Entre une DS9 Hybride 225ch à 55000€ et cette Arteon GTE mon coeur balance… ou pas

C Ghosn
Invité

Toi tu vas avoir des problemes … de gros problemes…

—-[]

Faut pas critiquer Das Schrott ici voyons

SGL
Invité

L’une ou l’autre sont deux bonnes voitures qui se vendront que symboliquement.

Yam
Invité

Avant, on nous rabâchait qu’il fallait beaucoup rouler pour amortir le surcout du diesel par rapport a l’essence. Alors quelle est l’intérêt de cette voiture qui est encore plus chère qu’un diesel et consomme bien plus. C’est du n’importe quoi. Autant acheter un diesel de dernière génération.

Amazon
Invité

sauf que dans 3 à 5 ans, certaines zones seront interdites au GO.
mais pour celui qui fait principalement de l’autoroute et de la « province », aucun intérêt en effet. je pense que le marché visé ce sont les entreprises, qui grâce au moins de 50g/km font des économies de taxes diverses.
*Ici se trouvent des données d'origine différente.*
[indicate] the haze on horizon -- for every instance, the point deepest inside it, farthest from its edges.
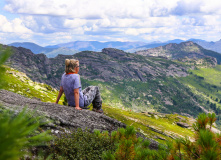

sinon VW quand ils ont un style intérieur, il est amorti sur plusieurs générations!
j’ai l’impression de me retrouver dans une Passat des années 2010!

Verslefutur
Invité

Le diesel reste bon pour les commerciaux qui passent leurs vies sur les autoroutes.
Pour les gens qui roulent raisonnablement, les hybrides sont une meilleure solution en confort et fiabilité

AXSPORT
Invité

« fiabilité » ?
Nous verrons cela dans quelques temps

Sandriine
Invité

Je suis d’accord avec vous et j’hésite justement entre hybride et passer au tout électrique notamment avec la Tesla S de 2017 en occasion qui a un prix vraiment raisonnable je trouve pour peu de km… Mais ce qui me rebute ce sont le peu de bornes électriques accessibles en France et le prix de la conso. On m’a parlé de contrat comme j’ai pu voir ici : https://www.monpetitforfait.com/energie/electricite-voiture-electrique Mais à mon sens cela devient moins rentable d’une Hybride ! À voir…

SGL
Invité

Très belle voiture, mais avec un GMP qui ne va pas vraiment avec le type de carrosserie… Idéal pour des trajets qui n’excéderaient jamais à 80 % les 80 km (dont la moitié en 100 % électrique) ce qui commence par faire des cas relativement rares

beniot9888
Invité

Il me semblait que 80 % des déplacements étaient de moins de 50 km, non ?

SGL
Invité

Oui tout à fait @beniot9888 dans la réalité, mais là nous avons affaire à une voiture longue et basse parfaitement adaptée pour l’autoroute au niveau de la carrosserie, mais avec un GMP parfaitement adaptée pour la ville ou le périurbaine.
C’est pour cela que je dis qu’il faudrait que les trajets qui n’excéderaient jamais à 80 % les 80 km. (dont la moitié en 100 % électrique)
Ce qui n’est pas évident dans la vie réelle.
Un bon diesel est encore nettement mieux adapté pour la plupart des cas réels.

Nico
Invité

Je trouve le graphisme Vw de bien meilleur qualité que la plupart de Stellantis. Je n ai pas encore vu les nouveaux comme sur la nouvelle DS4. Et puis niveau interface , c est aussi plus logique que beaucoup d autres marques. Pour les défauts de ce véhicule pour moi, c est surtout l encombrement et le manque de différenciation avec la Passat pour le TdB. L habitabilité arrière est impressionnante

panama
Invité

Une bien belle voiture mais l’exemple même de la catégorie de voiture dont plus personne ne veut : un break haut de gamme d’un constructeur généraliste.
Une occasion de 3 ans – ex LOA – est très certainement une voiture à acheter, à condition d’en trouver une et de la garder jusqu’au bout.

Torvi3000
Invité

Excellent, c’est probablement ce que je vais faire ! En Suisse, tu trouves énormément d’occasions de 4 ans (la durée standard d’un leasing) avec moins de 80’000 km.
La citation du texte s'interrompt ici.